Rugby: Agility, Balance, Coordination & Power
To resume, I would conclude this is what modern rugby is all about: agility, balance, coordination and power. In the same time the discipline necessitates an important endurance capacity… Well, it was at the beginning, during the "romantic era" as we like to call it. Today, rugby players need "less endurance" but rather fast recovering capacities. Some will say that they are linked. The answer is “Yes” but not necessary as some "classics" understand it. More on this later.
All these changes – bigger, faster, longer – improved the quality of the show, money arrived, competitions multiplied – players passed from 13 games per year average (maximum 20 for national teams components) to a 30-35 games/year average (even 50 for national teams components). To the old dilemma of rugby coaching staff (i.e. how to make players competitive in all fitness components) a new one appeared and got added to it – to keep players healthy, fresh and competitive and if possible, to “last” as long as possible. Well, how to do that when it has been statistically proved that most injuries in rugby are due to the training process and not related to matches. This is by far one of the most complex issues that coaches have to face with and that pushes them in to rethink their perspective: objectives, methods, programs, etc.

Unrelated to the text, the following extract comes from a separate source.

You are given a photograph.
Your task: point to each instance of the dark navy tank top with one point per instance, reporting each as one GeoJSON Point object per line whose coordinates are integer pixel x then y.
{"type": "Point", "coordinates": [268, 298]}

It is hard to preserve a healthy body so harshly challenged to become in the same time specialized but also multipurpose adapted, without increasing the risks of damaging it "very soon" or "fast", especially in a running contact sport. In southern hemisphere a professional player’s career lasts in average 2 to 3 years. And that’s for more of 50% of them. Protections are not very effective – I’d say even “symbolic” and it’s the only sport were the contact means a 100 kilos of muscles, bones and determination can hit the ball carrier at 30 km/h… If the ball carrier runs at 30 km/h himself, I’ll let you do the math. In Rugby League it happens that you can get hit by 200 kilos at the same speed. If the contact and impact comes on a small surface, a Mike Tyson punch could be a joke…. It is similar with American football or hockey (if not, worse), but without protection! For a better comprehension regarding contact and impacts, this short video in YouTube might help (apologize for the sound quality but today’s young audience needs epic stories :)
All these make rugby a potentially high risk discipline… So every method which could help saving some energy, reducing the risk of injury and “make it last longer”, it is extremely welcomed!.. And so is Electrical Muscle Stimulation (EMS)!